Craziest stuff – Being told “You still have beautiful eyes” and the odd conversation with someone who I never knew but who always thought I was funny, telling me how she and her husband bonded over their wish to be cryogenically frozen… Also, why did I forget all social norms and when seeing people with no body fat or men with muscles, I had to poke, prod and feel them, forgetting all rules of propriety?… I was given a little flash drive I hope TSA doesn’t arrest me over, but apparently it contains stories written making fun of our awkward physics teacher. Little did we know, he was the president of NAMBLA. (North American Man-Boy Love Association) True story.… A lot of people told me how much they LOVED my facebook posts, and the best was an old friend saying his wife was a fan. So weird/good to have a stranger ask me how my trip to Greece was. She said she really enjoyed my life. I need to a little more, I think.… And finally, knowing you could not lie about your age in this room.

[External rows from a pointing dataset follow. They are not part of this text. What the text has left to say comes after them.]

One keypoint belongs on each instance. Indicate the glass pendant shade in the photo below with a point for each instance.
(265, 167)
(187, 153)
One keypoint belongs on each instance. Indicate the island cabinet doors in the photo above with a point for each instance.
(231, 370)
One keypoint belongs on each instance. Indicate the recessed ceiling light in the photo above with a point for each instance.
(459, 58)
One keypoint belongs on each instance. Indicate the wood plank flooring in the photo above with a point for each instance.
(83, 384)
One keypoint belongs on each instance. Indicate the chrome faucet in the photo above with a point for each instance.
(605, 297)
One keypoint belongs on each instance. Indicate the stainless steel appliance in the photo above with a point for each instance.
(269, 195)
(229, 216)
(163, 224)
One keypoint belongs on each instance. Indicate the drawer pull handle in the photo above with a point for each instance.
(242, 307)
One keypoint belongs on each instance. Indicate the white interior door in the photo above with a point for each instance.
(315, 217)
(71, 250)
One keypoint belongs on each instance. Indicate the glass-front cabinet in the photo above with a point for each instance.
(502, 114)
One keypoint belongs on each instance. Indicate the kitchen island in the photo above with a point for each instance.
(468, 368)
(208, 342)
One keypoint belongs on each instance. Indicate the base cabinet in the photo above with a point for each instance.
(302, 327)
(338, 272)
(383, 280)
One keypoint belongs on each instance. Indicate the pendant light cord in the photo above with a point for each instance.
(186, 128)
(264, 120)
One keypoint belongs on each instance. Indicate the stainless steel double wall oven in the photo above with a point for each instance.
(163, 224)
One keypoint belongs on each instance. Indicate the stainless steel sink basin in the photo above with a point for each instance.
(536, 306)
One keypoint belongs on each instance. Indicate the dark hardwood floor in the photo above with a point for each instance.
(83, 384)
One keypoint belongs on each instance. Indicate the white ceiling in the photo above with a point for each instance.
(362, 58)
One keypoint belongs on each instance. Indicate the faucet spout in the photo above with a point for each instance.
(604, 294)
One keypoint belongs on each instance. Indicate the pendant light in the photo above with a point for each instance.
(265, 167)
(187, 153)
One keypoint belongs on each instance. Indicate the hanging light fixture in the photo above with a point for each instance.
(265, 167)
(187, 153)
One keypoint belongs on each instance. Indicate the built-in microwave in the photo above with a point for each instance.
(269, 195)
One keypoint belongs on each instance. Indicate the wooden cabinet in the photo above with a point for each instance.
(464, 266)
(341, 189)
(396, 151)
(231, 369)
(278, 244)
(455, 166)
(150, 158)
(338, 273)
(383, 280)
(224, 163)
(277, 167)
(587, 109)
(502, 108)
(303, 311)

I bought a nice sweatshirt. I lost mine and now that I’m older, I don’t have to worry about getting my ass kicked for riding on a subway through Harlem with a shirt that says “Science” on it.
There was a moment, where someone said, “Damn, I need a Starbucks” and I suddenly said, “We never said that in high school.” And another person said, “Or Google.” And I said, “Or did our homework using the internet.” That I think is when I really felt the bond and kinship to these people. And a little old. That’s what gave me a sadness to leave. That these were the people who understood me, or a piece of me., even if we had different lives and/or never were friends before. All of us, in that one room, were the same age, and though we might live all over the world, for a moment in time, we accessed a moment in time that defined us. And it was a room full of that. In Los Angeles, I can always find older people, or those that grew up loving Leif Garrett or who also had to have the comb in the back of their pocket surgically removed by their cousin along with the feathered hair, but last night it was more than that. Many of them live on the east coast and still have that east coast life (plus Starbucks and Google), but for me, there was a feeling. In this room, we all had that shared experience, that life, that time. Even if these people hung out with those people, and those were the people who wore scarves, and those were the skateboarders… I just mentioned how Danny and his truck never served Starbucks though he did go on our senior trip to the Bahamas, and everyone there got it.
And that - was beautiful.
So to the Bronx Science Class of ’86, I thank you. Those who were there, those who weren’t and especially those who organized it. To that wonderful, incredible community we are, inside, connected by invisible threads- even people I actually met for the first time last night – some who I never knew but told me I had always made them smile – just looking at you, being with you, feeling that something we had and will always have… is worth stating my age on this thing they invented (or one of you invented) called the internet… and will stay in my heart forever.